Potency comparisons between CLOFARABINE and AURLUMYN depend on the specific clinical indication. These are both Antineoplastic Agent agents and are not directly interchangeable by dose. A physician or clinical pharmacist should guide any therapeutic switching decisions.
The standard adult dose of CLOFARABINE is: 52 mg/m^2 intravenously over 2 hours daily for 5 consecutive days, repeated every 28 days.. The standard adult dose of AURLUMYN is: Intravenous, 6 mg/kg every 4 weeks for 6 cycles; each cycle: Days 1 and 15 of a 28-day cycle.. Dosing should always be individualized based on indication, renal and hepatic function, age, and other patient factors.
No direct drug-drug interaction has been formally documented between CLOFARABINE and AURLUMYN in current clinical databases. However, individual patient risk factors including other medications, organ function, and comorbidities should always be evaluated by a qualified healthcare provider.
The maternal-fetal safety profiles differ.
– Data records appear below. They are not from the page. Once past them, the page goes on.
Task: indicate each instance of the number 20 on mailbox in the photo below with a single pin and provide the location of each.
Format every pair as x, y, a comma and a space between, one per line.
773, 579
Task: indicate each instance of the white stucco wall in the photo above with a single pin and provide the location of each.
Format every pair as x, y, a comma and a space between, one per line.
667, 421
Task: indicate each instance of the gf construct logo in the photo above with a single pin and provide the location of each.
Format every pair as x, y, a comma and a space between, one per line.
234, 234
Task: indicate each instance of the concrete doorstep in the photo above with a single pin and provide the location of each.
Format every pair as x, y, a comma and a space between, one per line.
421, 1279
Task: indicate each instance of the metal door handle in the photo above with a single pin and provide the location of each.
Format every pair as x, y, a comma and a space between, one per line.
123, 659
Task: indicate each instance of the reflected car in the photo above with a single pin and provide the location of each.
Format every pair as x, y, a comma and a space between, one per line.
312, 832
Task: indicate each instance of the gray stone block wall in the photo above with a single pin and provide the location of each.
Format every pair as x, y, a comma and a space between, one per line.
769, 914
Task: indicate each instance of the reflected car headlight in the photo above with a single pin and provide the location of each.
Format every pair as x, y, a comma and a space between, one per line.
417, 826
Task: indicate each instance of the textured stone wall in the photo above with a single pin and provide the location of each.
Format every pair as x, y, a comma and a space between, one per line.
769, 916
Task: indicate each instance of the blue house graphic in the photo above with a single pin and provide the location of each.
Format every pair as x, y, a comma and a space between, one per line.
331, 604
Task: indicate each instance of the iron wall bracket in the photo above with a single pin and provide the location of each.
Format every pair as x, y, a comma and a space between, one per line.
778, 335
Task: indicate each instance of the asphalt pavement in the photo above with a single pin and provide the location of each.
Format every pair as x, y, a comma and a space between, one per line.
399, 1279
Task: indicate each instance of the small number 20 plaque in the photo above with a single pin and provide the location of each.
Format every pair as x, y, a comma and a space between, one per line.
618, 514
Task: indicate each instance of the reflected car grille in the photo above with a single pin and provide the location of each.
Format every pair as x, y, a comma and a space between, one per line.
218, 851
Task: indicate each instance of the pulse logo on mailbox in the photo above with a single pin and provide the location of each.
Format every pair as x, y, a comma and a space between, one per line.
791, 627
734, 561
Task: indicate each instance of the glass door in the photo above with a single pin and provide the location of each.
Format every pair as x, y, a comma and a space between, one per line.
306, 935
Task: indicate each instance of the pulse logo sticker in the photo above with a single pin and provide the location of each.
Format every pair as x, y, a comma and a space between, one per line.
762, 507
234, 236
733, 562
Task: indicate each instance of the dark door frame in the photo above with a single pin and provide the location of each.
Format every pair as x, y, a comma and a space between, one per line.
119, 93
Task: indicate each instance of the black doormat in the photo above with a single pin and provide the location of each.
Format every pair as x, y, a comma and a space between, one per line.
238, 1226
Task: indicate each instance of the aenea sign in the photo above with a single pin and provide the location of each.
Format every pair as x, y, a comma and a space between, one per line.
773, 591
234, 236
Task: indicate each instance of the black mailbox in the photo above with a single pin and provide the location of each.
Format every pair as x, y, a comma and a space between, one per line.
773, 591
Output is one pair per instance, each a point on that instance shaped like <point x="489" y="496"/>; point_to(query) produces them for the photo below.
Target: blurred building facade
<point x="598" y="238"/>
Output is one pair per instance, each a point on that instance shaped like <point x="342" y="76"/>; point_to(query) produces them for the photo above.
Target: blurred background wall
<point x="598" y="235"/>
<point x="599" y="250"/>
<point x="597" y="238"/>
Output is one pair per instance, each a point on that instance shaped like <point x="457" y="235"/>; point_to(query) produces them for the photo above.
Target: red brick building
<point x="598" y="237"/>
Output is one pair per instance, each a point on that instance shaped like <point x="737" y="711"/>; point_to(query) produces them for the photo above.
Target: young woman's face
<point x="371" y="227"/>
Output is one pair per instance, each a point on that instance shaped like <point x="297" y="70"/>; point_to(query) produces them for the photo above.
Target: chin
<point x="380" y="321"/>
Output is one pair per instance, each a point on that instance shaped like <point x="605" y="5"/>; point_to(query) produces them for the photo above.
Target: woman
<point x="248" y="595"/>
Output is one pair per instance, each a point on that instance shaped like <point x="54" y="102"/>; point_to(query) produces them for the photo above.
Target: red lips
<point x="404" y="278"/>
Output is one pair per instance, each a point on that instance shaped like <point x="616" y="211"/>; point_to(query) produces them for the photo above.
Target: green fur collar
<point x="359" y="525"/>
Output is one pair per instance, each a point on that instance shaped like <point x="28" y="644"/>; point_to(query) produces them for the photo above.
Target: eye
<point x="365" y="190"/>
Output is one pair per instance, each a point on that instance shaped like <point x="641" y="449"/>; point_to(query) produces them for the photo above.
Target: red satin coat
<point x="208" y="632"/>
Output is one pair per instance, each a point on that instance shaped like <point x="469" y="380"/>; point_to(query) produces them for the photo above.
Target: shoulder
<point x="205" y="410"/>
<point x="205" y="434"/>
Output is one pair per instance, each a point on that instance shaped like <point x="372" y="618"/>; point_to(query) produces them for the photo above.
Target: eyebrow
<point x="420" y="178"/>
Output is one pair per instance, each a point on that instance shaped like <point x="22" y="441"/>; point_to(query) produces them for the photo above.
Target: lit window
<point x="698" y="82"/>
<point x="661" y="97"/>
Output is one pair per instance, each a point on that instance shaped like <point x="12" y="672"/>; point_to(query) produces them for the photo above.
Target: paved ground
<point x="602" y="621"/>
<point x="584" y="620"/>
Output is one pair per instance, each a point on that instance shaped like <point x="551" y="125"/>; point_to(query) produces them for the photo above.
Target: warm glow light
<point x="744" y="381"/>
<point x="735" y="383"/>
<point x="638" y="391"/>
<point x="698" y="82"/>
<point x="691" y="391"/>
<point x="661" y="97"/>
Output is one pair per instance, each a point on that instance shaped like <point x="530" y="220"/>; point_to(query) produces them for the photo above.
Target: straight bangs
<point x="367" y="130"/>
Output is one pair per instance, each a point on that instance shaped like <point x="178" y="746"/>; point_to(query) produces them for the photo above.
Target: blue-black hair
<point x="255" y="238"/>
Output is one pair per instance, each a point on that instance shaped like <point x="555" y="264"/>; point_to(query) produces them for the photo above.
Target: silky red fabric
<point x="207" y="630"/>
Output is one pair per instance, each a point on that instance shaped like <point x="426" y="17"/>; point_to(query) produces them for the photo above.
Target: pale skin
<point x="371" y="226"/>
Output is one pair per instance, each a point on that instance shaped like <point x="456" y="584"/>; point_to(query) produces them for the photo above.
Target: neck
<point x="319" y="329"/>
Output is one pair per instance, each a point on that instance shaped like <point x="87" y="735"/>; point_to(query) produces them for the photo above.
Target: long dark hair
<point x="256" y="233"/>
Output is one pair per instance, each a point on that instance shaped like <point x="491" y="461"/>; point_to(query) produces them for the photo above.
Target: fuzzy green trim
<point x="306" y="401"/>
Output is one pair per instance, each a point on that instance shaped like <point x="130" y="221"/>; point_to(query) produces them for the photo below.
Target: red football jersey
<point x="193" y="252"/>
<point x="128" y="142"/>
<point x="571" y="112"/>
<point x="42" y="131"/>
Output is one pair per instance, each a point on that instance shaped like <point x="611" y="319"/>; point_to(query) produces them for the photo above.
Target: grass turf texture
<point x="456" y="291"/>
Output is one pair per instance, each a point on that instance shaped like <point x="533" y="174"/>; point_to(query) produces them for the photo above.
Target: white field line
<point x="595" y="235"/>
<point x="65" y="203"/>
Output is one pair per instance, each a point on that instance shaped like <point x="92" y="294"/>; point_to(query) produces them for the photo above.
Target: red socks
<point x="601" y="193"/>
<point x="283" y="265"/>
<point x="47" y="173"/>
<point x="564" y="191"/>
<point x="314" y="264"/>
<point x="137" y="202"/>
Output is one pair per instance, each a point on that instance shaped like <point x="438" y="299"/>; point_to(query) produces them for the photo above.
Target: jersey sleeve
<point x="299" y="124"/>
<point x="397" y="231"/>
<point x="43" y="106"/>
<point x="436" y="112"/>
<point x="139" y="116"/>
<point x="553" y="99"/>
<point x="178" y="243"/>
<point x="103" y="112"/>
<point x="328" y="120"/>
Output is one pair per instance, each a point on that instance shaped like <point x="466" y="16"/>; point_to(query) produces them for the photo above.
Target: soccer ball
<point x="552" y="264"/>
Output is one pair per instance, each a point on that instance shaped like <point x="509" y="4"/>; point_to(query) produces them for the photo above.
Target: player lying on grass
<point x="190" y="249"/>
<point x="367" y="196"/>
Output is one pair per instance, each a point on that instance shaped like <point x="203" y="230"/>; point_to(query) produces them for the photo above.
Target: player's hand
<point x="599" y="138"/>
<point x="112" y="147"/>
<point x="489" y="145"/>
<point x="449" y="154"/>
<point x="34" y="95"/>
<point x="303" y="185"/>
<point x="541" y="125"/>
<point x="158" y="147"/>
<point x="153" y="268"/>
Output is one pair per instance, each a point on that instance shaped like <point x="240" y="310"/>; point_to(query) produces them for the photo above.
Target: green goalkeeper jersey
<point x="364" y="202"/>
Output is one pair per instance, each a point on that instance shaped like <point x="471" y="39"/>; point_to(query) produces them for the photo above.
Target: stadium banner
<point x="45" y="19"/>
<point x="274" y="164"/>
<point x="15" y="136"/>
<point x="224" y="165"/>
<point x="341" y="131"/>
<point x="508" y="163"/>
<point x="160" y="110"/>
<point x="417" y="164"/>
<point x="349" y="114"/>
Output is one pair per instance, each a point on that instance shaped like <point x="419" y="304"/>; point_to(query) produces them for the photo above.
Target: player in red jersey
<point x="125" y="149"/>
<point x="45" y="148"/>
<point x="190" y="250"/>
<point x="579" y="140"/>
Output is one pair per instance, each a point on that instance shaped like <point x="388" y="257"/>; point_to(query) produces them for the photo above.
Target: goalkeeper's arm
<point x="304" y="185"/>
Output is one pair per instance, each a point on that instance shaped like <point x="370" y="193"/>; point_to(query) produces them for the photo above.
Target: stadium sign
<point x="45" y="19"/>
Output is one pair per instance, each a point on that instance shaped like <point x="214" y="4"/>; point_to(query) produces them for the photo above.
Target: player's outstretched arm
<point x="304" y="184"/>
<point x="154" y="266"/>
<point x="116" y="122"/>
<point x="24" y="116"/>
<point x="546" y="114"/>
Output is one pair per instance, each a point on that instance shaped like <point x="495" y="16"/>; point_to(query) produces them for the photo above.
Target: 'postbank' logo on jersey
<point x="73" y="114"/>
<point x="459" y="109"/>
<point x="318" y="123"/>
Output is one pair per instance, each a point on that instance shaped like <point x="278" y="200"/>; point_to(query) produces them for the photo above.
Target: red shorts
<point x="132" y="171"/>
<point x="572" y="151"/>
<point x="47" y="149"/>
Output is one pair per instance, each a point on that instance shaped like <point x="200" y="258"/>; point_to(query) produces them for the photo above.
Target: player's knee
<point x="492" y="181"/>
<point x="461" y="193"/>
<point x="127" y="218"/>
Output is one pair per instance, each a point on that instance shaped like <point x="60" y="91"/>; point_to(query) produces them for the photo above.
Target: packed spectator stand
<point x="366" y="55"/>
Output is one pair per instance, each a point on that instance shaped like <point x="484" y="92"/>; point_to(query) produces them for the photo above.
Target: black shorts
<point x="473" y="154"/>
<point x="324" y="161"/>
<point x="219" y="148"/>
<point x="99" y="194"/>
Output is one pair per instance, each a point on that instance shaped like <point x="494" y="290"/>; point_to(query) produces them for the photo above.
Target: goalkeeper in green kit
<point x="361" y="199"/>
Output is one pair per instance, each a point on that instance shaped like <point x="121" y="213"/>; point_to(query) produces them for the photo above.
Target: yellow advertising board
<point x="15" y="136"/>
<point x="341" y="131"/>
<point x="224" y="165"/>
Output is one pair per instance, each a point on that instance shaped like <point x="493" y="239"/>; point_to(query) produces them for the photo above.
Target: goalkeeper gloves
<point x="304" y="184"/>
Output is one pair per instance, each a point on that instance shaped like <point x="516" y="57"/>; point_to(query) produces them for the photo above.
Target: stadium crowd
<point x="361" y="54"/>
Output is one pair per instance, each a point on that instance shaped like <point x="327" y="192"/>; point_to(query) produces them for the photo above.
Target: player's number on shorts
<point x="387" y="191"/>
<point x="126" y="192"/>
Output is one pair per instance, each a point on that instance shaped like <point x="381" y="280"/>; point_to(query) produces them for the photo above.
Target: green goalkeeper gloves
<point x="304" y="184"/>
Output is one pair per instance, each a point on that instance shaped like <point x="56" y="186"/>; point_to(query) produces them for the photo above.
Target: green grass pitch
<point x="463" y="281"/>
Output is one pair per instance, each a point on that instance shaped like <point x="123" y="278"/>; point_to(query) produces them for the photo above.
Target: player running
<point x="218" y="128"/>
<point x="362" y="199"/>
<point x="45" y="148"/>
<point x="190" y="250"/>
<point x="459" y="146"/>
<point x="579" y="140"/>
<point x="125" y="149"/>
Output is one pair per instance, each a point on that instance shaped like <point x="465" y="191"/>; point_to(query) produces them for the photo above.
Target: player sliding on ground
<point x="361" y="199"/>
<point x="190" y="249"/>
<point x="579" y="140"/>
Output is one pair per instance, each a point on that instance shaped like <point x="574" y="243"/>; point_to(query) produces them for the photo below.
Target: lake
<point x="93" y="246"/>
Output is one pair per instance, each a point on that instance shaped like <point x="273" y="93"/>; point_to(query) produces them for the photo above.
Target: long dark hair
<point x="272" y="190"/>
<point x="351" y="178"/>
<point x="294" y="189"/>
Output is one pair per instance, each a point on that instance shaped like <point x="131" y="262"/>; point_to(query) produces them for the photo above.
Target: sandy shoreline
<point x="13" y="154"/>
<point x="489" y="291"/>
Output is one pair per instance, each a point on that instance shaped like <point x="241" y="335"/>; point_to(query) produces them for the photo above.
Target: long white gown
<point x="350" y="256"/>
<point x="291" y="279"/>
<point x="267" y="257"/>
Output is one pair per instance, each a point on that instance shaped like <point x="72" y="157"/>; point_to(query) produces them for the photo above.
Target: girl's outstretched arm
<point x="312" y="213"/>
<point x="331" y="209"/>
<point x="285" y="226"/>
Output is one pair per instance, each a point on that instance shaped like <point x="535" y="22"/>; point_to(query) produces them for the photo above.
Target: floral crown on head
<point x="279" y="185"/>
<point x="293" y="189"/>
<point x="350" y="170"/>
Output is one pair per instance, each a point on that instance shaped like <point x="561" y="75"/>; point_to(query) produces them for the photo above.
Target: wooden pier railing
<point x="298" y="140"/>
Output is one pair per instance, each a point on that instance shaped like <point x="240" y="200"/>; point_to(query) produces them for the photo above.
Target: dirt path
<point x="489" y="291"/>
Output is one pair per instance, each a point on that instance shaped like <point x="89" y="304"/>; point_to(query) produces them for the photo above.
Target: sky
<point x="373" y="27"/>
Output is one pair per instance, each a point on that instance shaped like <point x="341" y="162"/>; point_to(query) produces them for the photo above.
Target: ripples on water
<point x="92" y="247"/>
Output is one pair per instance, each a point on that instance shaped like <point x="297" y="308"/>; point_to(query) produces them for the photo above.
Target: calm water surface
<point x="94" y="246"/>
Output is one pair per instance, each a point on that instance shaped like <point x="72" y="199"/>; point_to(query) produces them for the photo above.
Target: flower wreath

CLOFARABINE is classified as Category C. Clofarabine is embryotoxic and teratogenic in animal studies. In humans, it is classified as Pregnancy Category D. First trimester exposure is associated with major congenital malf. AURLUMYN is classified as Category C. First trimester: Increased risk of major congenital malformations (neural tube defects, cardiovascular anomalies) based on animal studies and limited human data. Second and third t. Always consult a maternal-fetal medicine specialist before taking either drug during pregnancy or lactation.